I have altered my packet-tracer command a little to simulate DNS traffic instead of HTTP and the verdict is in: Flow is denied by configured rule. Security reasons may require you to configure an ACL for traffic from the inside (trusted) network, but this also means you have to be careful not to deny necessary traffic, in this case, DNS. So, while the ACL allowed HTTP and HTTPS, it does not allow the complementary DNS service. We need to fix this:

access-list INSIDE_OUT permit udp object INTERNAL_NETWORK any eq 53

Now we can try opening our website again.

There you go! The issue has been resolved. As a side note, while troubleshooting, we may have opened up holes in our security rules so you should remember to clean up when done.

Summary

Troubleshooting can be fun; it can also be a pain.
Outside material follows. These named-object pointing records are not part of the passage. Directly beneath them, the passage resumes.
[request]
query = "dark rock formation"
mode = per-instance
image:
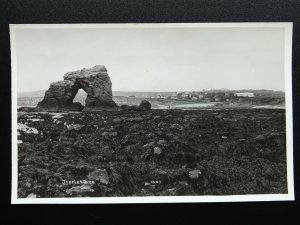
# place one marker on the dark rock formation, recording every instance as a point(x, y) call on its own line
point(144, 106)
point(94, 81)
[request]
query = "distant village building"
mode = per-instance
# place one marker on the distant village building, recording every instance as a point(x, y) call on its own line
point(245, 94)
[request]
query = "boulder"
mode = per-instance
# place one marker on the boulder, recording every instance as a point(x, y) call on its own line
point(94, 81)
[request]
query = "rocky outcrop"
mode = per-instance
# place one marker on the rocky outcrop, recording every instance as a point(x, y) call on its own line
point(94, 81)
point(144, 106)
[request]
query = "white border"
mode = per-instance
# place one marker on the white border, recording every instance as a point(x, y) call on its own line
point(155, 199)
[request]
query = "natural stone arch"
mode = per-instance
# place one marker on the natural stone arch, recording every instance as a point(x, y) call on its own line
point(94, 81)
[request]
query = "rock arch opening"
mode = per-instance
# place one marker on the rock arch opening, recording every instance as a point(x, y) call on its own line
point(94, 81)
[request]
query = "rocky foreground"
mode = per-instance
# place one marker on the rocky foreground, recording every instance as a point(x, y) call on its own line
point(154, 153)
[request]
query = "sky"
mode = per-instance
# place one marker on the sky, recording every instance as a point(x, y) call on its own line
point(154, 59)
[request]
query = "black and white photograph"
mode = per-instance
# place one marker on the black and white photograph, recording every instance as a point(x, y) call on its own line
point(151, 113)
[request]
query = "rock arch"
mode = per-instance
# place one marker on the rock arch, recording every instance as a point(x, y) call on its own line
point(94, 81)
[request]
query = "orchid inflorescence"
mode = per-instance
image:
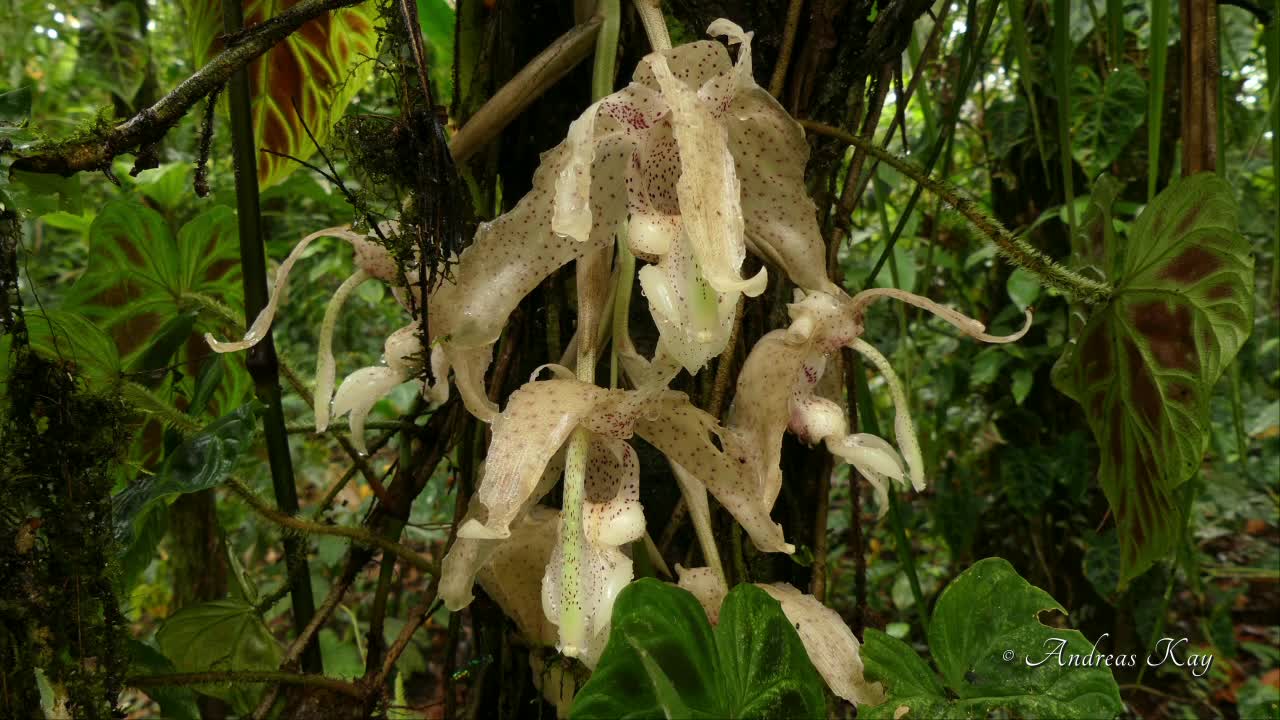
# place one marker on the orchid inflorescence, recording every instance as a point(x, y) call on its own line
point(691, 165)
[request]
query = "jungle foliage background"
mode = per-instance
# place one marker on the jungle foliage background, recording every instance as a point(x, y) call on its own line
point(1011, 458)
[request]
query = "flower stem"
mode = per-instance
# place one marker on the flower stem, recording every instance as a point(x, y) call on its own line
point(593, 273)
point(1011, 247)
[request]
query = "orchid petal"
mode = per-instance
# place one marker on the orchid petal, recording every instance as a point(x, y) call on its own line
point(325, 364)
point(708, 188)
point(467, 556)
point(904, 431)
point(694, 322)
point(831, 646)
point(781, 220)
point(261, 324)
point(684, 434)
point(611, 518)
point(707, 586)
point(357, 395)
point(538, 419)
point(512, 575)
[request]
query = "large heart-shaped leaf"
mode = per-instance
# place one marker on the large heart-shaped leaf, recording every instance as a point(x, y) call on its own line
point(224, 634)
point(1144, 364)
point(138, 272)
point(320, 67)
point(664, 660)
point(1105, 114)
point(993, 655)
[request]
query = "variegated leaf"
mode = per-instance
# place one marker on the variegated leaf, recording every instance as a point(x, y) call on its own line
point(320, 67)
point(1144, 365)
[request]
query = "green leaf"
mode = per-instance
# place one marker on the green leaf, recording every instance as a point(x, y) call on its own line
point(1104, 115)
point(59, 335)
point(1023, 288)
point(321, 68)
point(138, 272)
point(113, 53)
point(664, 660)
point(993, 654)
point(1144, 364)
point(224, 634)
point(200, 463)
point(176, 702)
point(1023, 379)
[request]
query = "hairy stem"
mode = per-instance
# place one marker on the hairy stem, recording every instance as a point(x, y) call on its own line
point(1011, 247)
point(359, 536)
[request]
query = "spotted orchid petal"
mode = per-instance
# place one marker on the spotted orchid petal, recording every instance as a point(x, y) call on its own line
point(708, 187)
point(831, 646)
point(325, 364)
point(707, 586)
point(684, 434)
point(694, 320)
point(467, 556)
point(370, 258)
point(904, 429)
point(611, 519)
point(536, 422)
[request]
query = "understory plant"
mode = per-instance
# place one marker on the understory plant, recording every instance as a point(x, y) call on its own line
point(672, 181)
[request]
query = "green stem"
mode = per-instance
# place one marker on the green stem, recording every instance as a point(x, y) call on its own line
point(1011, 247)
point(572, 624)
point(1160, 10)
point(261, 361)
point(1063, 82)
point(869, 424)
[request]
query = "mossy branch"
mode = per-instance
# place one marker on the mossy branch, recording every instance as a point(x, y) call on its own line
point(359, 536)
point(1010, 246)
point(97, 150)
point(245, 677)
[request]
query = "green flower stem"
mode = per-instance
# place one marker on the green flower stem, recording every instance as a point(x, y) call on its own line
point(867, 414)
point(1011, 247)
point(592, 299)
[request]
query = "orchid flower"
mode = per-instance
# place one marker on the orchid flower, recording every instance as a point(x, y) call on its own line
point(402, 350)
point(696, 162)
point(776, 391)
point(524, 463)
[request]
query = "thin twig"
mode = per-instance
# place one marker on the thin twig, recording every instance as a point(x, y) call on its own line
point(150, 126)
point(360, 536)
point(1014, 249)
point(245, 677)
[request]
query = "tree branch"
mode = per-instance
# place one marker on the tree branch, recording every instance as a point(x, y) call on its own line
point(96, 151)
point(246, 677)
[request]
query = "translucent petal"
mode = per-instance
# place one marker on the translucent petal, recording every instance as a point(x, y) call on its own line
point(513, 573)
point(469, 555)
point(904, 429)
point(260, 326)
point(357, 395)
point(781, 222)
point(708, 188)
point(832, 647)
point(538, 419)
point(762, 405)
point(684, 434)
point(325, 364)
point(707, 587)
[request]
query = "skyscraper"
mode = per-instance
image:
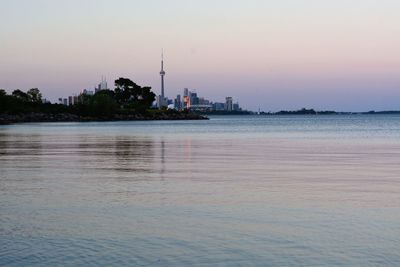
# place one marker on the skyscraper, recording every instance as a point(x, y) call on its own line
point(161, 99)
point(228, 103)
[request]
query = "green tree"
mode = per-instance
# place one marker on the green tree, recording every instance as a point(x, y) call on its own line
point(130, 95)
point(20, 95)
point(34, 95)
point(103, 104)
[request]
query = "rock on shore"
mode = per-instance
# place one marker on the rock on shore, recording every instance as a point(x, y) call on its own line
point(67, 117)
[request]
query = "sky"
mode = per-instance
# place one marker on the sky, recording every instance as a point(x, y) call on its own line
point(339, 55)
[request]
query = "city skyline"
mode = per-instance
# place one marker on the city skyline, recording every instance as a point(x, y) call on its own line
point(268, 55)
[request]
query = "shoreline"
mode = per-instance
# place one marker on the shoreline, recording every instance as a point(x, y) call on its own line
point(6, 119)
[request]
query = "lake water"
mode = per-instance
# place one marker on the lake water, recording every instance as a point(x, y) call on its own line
point(231, 191)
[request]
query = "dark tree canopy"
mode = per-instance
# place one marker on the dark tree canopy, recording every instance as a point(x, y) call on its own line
point(130, 95)
point(34, 95)
point(128, 98)
point(20, 95)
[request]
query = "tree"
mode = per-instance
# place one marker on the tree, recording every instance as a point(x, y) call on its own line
point(20, 95)
point(103, 104)
point(34, 95)
point(130, 95)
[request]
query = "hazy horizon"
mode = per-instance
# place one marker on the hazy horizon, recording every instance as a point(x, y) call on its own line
point(331, 55)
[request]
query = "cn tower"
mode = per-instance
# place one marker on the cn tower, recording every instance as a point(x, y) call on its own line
point(162, 73)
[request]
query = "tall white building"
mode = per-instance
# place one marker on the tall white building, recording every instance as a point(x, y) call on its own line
point(228, 103)
point(162, 101)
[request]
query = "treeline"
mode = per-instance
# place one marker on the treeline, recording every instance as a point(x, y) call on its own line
point(126, 98)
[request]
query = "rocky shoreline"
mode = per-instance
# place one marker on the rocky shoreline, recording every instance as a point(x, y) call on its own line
point(68, 117)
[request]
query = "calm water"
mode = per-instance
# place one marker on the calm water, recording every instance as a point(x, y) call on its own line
point(231, 191)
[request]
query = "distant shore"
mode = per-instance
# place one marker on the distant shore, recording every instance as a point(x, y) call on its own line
point(68, 117)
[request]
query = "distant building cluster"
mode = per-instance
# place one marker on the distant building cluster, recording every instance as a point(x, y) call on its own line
point(75, 99)
point(190, 100)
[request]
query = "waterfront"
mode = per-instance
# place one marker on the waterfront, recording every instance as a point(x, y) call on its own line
point(231, 191)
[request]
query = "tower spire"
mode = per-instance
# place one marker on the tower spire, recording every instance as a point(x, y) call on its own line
point(162, 73)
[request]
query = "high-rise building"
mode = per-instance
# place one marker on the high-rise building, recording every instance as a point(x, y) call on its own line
point(161, 100)
point(228, 103)
point(178, 102)
point(236, 106)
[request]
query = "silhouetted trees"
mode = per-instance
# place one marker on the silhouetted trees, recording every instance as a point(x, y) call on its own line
point(132, 96)
point(127, 98)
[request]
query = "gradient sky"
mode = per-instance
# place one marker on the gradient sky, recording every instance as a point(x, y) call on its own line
point(287, 54)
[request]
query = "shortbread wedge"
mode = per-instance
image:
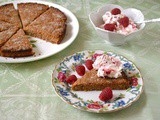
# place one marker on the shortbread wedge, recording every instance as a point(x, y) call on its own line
point(17, 46)
point(90, 81)
point(50, 26)
point(30, 11)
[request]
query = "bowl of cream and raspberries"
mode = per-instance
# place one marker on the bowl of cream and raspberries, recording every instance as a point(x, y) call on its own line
point(116, 25)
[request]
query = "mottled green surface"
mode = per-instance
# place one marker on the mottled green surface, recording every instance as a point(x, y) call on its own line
point(26, 91)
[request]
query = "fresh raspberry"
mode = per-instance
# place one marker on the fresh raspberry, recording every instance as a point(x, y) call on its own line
point(106, 94)
point(80, 70)
point(134, 81)
point(95, 55)
point(61, 77)
point(116, 11)
point(124, 21)
point(71, 79)
point(88, 64)
point(110, 27)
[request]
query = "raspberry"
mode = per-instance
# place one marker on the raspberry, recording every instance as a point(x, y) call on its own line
point(106, 94)
point(124, 21)
point(71, 79)
point(61, 77)
point(95, 55)
point(116, 11)
point(80, 70)
point(110, 27)
point(134, 81)
point(89, 64)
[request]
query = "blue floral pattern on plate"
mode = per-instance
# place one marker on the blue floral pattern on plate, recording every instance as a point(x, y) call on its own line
point(83, 100)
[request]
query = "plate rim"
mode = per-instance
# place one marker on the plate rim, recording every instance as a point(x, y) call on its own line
point(32, 59)
point(90, 110)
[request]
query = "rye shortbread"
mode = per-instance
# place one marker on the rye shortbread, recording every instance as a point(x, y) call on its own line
point(17, 46)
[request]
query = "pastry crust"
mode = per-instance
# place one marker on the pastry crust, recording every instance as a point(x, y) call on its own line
point(50, 26)
point(90, 81)
point(10, 15)
point(17, 46)
point(30, 11)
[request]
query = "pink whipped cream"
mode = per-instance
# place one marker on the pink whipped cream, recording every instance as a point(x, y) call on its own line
point(109, 18)
point(108, 66)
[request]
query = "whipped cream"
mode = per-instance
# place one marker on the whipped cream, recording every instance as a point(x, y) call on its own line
point(108, 18)
point(108, 66)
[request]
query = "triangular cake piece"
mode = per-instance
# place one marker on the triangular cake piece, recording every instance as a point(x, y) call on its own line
point(50, 26)
point(7, 34)
point(10, 15)
point(90, 81)
point(17, 46)
point(30, 11)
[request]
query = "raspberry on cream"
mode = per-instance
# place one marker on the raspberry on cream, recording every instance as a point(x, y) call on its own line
point(122, 23)
point(108, 66)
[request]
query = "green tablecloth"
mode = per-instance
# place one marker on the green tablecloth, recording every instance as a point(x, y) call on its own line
point(26, 91)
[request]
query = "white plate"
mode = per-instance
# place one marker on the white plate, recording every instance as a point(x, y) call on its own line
point(89, 101)
point(45, 49)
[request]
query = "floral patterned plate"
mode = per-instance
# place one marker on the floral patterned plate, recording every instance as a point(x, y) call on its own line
point(89, 101)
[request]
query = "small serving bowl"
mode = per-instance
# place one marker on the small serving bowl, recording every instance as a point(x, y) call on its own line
point(113, 37)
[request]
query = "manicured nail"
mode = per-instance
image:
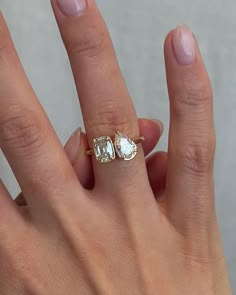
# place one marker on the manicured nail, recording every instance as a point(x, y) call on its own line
point(184, 45)
point(72, 146)
point(159, 124)
point(72, 7)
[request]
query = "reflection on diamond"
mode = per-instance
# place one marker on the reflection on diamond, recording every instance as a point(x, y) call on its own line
point(125, 148)
point(103, 149)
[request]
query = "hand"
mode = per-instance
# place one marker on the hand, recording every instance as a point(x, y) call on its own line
point(116, 238)
point(77, 145)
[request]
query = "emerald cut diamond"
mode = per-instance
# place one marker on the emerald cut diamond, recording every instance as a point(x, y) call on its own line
point(125, 148)
point(104, 149)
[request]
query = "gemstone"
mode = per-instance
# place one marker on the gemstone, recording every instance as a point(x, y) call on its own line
point(125, 148)
point(104, 149)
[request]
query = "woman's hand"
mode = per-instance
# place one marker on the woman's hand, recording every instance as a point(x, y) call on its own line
point(115, 238)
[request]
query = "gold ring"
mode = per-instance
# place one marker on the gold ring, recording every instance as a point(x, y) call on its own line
point(106, 150)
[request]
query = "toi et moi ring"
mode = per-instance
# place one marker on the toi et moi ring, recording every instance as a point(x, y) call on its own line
point(105, 150)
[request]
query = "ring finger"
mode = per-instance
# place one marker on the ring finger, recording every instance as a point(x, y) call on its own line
point(104, 99)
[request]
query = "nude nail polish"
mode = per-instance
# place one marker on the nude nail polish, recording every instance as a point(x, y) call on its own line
point(72, 7)
point(184, 45)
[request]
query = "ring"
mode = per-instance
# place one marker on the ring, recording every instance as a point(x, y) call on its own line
point(106, 150)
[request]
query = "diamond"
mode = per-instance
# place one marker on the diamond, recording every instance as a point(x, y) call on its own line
point(104, 149)
point(125, 148)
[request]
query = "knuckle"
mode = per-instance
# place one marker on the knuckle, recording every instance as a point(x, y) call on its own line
point(193, 95)
point(111, 118)
point(197, 158)
point(22, 128)
point(89, 42)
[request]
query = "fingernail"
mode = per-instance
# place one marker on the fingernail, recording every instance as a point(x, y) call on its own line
point(159, 124)
point(184, 45)
point(73, 145)
point(72, 7)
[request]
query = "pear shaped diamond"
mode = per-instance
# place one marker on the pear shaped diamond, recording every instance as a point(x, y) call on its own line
point(125, 148)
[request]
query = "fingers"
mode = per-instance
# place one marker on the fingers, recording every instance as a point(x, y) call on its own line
point(9, 215)
point(26, 136)
point(152, 130)
point(105, 102)
point(157, 170)
point(77, 146)
point(192, 136)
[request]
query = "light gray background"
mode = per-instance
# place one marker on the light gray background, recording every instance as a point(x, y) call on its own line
point(138, 28)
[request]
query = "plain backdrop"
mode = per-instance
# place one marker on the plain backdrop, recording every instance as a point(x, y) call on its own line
point(138, 29)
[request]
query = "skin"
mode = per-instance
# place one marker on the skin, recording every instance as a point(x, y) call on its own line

Sometimes, the “little” issue cannot justify the hours put in to find it; but, if you knew from the beginning that the issue was little, what’s the need of troubleshooting? J. To make troubleshooting easier, it’s always best to follow a methodology rather than just rattling things here and there. The methodology that I find works well is to follow the traffic or to think like the router/device (I think Scott Morris said this).

I hope you have found this article helpful and I wish you many more troubleshooting hours to build your skill.